Noch beschränkt sich das wirtschaftliche Potenzial der Gemeinschaften auf das so genannte social learning: Hier wird eine kritische und gruppenorientierte Lernkultur geschaffen, die sich kommerziell nutzen lässt. Indem Unternehmen diese neue Kultur in ihre Geschäftsabläufe einbeziehen, können sie vom Community-Gedanken profitieren. Es eröffnen sich verschränkte Formen der Wissensgenerierung. Das arbeiten Christian Eigner und Peter Nausner in ihrem Beitrag heraus.
Soziale Netzwerke und kommerzielle Anbieter müssen sich also nicht bekämpfen, sondern können sinnvolle Anknüpfungspunkte finden, so die Schlussfolgerung. Das ist das Fazit der vier Autoren, die sich mit ihrem populärwissenschaftlichen Buch vor allem an interessierte Einsteiger wenden. Es sollen „neue, in der Praxis zu erprobende Wege“ aufgezeigt werden. Dem entspricht der gesamte Stil des Buches. Es ist mit vielen Beispielen gespickt und hat wenig Literaturangaben. Reportage und Erfahrungsbericht lockern als ausgefallene Darstellungsformen das Buch zusätzlich auf.
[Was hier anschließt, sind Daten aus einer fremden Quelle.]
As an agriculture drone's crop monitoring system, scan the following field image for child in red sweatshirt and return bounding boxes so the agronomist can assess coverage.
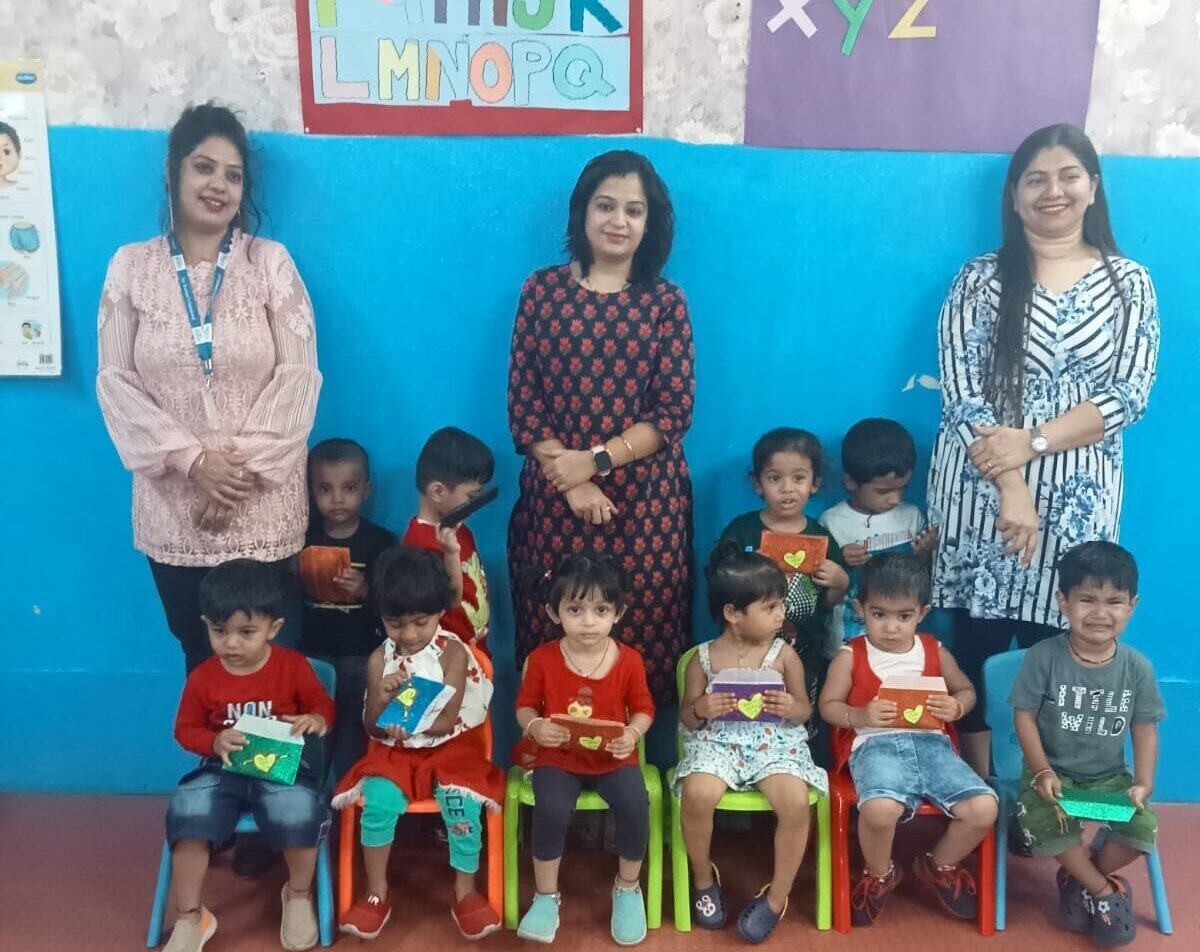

Im Beitrag von Christian Eigner beispielsweise diskutieren zwei fiktive Personen über den Nutzen von Onlineangeboten traditioneller Medien. Beide Gesprächspartner kritisieren, dass diese Seiten Informationsinseln gleichen, von denen keine Links nach außen führen. Auf ihrem Streifzug durch das Internet finden die zwei dann aber doch noch zahlreiche Informationsseiten, die viele externe Bezüge aufweisen. Mit der Entdeckung der Weblogs steht ihnen nun eine „neue Kulturtechnik“ zur Verfügung, die Information und Hypertextualität miteinander verbindet.
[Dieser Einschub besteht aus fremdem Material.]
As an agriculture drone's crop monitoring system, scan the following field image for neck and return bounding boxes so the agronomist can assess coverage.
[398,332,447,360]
Viele Perspektiven im Kompetenzteam
Die Autorenmannschaft bildet eine Art Kompetenzteam, das Kenntnisse aus verschiedenen Fachbereichen einbringt. Das merkt man den Darstellungen an. Viele Themen werden aus mehreren Perspektiven beleuchtet: Christian Eigner und Peter Nausner vertreten als gelernte Journalisten die Perspektive der ‚schreibenden Zunft’. Helmut Leitner stellt seine technischen Erfahrungen als Softwareentwickler zur Verfügung und ist selbst Gründer mehrerer Online-Communities. Ursula Schneider kann als Professorin für BWL die Sichtweise der Unternehmen und der Wirtschafteinbringen. Diese Vielfalt der Sichtweisen macht das Buch zu einem sinnvollen praxisorientierten Beitrag.
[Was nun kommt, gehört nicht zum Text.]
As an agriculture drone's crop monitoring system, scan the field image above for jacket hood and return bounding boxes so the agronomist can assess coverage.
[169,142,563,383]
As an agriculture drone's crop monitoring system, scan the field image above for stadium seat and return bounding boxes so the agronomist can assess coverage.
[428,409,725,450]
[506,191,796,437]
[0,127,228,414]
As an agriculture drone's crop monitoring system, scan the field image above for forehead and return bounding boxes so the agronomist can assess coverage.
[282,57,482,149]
Obwohl bereits 2003 erschienen, reiht es sich in eine hochaktuelle Forschungsdiskussion ein. Der Kampf zwischen sozialen und kommerziellen Elementen im Internet wird auch weiterhin ausgetragen: Das zeigen die Debatten um Werbemöglichkeiten bei Wikipedia oder den Kauf des Videoportals YouTube durch den Suchmaschinenriesen Google und des Studentennetzwerkes StudiVZ durch den Holtzbrinck-Verlag. Ein Miteinander, wie es sich die Autoren des Buches vorstellen, ist derzeit nicht in Sicht. Vielmehr sind schnelle Übernahmen die neue Strategie auf dem digitalen Schlachtfeld, auf dem die Entscheidung noch immer nicht gefallen ist.